In jokergoo/cola: A Framework for Consensus Partitioning

library(knitr)
knitr::opts_chunk$set(
    error = FALSE,
    tidy  = FALSE,
    message = FALSE,
    warning = FALSE,
    fig.align = "center"
)

I recently came across a paper entitled "The proteogenomic subtypes of acute myeloid leukemia" published on Cancer Cell, which performed subtype classifications on acute myeloid leukemia (AML) with the proteomics data. In the paper, the classification was performed by hierarchical clustering on the distance matrix of the proteomics dataset.
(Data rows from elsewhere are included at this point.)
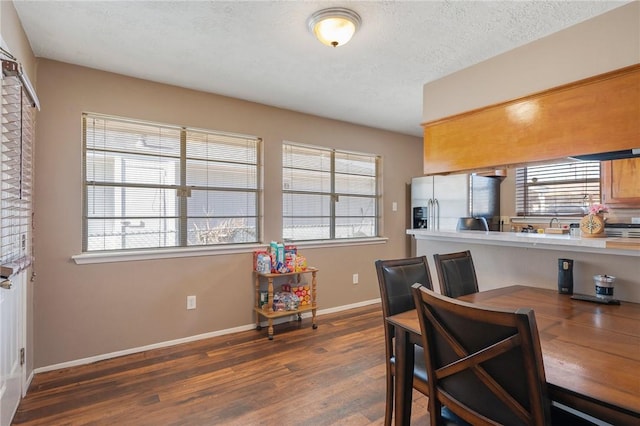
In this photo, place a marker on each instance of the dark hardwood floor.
(334, 375)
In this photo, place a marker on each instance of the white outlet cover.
(191, 302)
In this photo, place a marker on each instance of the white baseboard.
(165, 344)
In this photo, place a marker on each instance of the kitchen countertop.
(617, 246)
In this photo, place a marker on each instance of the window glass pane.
(346, 199)
(356, 206)
(354, 184)
(222, 148)
(221, 175)
(306, 180)
(355, 164)
(306, 228)
(16, 169)
(118, 234)
(210, 203)
(306, 205)
(355, 228)
(208, 231)
(150, 185)
(557, 189)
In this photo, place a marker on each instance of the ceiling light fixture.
(334, 26)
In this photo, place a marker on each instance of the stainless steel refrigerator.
(437, 202)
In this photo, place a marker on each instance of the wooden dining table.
(591, 351)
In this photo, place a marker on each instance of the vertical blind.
(557, 189)
(16, 175)
(328, 194)
(150, 185)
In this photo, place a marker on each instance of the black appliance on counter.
(420, 218)
(472, 224)
(625, 230)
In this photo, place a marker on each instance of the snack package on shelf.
(262, 262)
(283, 259)
(301, 263)
(285, 301)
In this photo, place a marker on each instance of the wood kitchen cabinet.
(620, 182)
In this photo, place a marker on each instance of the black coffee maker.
(565, 276)
(420, 217)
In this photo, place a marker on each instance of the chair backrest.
(485, 365)
(456, 273)
(395, 278)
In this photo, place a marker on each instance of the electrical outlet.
(191, 302)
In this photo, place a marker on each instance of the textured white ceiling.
(261, 51)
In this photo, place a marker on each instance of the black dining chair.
(484, 364)
(395, 278)
(456, 273)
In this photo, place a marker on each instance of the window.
(557, 189)
(16, 171)
(151, 186)
(328, 194)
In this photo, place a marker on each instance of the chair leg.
(388, 410)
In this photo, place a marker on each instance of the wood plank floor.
(334, 375)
The motivations for me to reanalyze this dataset are the following two:

I have never analyzed proteomics data, thus I want to see how the data looks like;
I have never applied cola package on proteomics datasets. I want to see its performance and whether it can generate biological meaningful results.
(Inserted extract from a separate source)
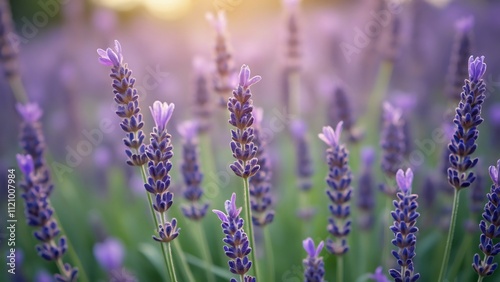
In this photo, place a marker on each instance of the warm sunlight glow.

First the data (the Excel sheet, Data S1 Discovery Cohort.xlsx) is from the Supplementary Data S1 of the paper.

I first read the clinical annotation data. There are quite a lot of columns and I don't really need all of them.

library(readxl)
anno = read_xlsx("~/Downloads/Data S1 Discovery Cohort.xlsx", sheet = 2)
anno = as.data.frame(anno)
rownames(anno) = anno[, 1] # the first column is sample id
anno = anno[, -1]
head(anno)

Next I read the mutation data and covert it into a matrix where rows are genes and columns are samples. I also format the gene symbols that if there are mutiple genes annotated for a single mutation, only the first gene symbol is used.
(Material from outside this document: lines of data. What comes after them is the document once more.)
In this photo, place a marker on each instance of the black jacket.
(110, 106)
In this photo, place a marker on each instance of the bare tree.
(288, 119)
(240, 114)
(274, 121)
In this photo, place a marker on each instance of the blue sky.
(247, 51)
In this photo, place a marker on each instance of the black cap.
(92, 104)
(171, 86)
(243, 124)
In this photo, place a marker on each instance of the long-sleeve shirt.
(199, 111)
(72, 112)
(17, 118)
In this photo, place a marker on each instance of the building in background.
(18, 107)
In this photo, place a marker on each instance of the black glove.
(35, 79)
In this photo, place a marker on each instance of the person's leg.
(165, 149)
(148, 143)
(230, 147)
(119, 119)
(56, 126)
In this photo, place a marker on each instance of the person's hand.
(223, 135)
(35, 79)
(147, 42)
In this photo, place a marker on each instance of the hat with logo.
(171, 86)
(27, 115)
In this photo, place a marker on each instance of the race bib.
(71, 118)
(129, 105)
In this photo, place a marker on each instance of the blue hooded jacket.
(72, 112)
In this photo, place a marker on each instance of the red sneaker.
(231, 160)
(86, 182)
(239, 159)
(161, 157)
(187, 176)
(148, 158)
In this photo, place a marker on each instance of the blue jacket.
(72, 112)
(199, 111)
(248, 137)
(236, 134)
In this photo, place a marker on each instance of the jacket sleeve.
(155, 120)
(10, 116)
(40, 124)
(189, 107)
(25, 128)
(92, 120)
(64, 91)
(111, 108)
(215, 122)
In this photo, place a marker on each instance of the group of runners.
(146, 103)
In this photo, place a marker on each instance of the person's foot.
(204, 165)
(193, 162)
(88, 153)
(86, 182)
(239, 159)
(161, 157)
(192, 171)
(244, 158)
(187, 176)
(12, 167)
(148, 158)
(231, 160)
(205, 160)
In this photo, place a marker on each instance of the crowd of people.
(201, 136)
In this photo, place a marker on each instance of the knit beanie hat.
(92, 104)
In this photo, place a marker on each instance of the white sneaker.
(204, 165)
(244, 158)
mut = read_xlsx("~/Downloads/Data S1 Discovery Cohort.xlsx", sheet = 3)
mut = as.data.frame(mut)
mut[, "Gene"] = gsub(",.*$", "", mut[, "Gene"])

library(reshape2)
f = function(x) paste(unique(x), collapse = ";")
mut = acast(mut, Gene ~ Pat_ID, f, value.var = "Type")
mut[1:5, 1:5]

Next I read the proteomics data matrix. Note here I use the matrix where missing values are all imputed. In the proteomics data matrix, rows actually correspond to proteins. For the ease of discussion, I always write "genes" to describe rows of the proteomics data matrix.

mat = read_xlsx("~/Downloads/Data S1 Discovery Cohort.xlsx", sheet = 6)
mat = mat[-1, ]
gene = unname(unlist(mat[, "PG.Genes"]))
mat = mat[, 1:177]
cn = colnames(mat)
mat = as.numeric(as.matrix(mat))
dim(mat) = c(length(gene), 177)
colnames(mat) = cn

l = is.na(gene)
gene = gene[!l]
mat = mat[!l, ]

Similar as the mutation matrix, I also performed cleaning on gene symbols.

gene = gsub("^;", "", gene)
gene = gsub(";.*$", "", gene)

There are some genes wrongly formatted to dates in Excel. Here I convert them back;

grep("^\\d+-", gene, value = TRUE)

gene = gsub("^(\\d+)-Mar$", "MAR\\1", gene)
gene = gsub("^(\\d+)-Sep$", "SEP\\1", gene)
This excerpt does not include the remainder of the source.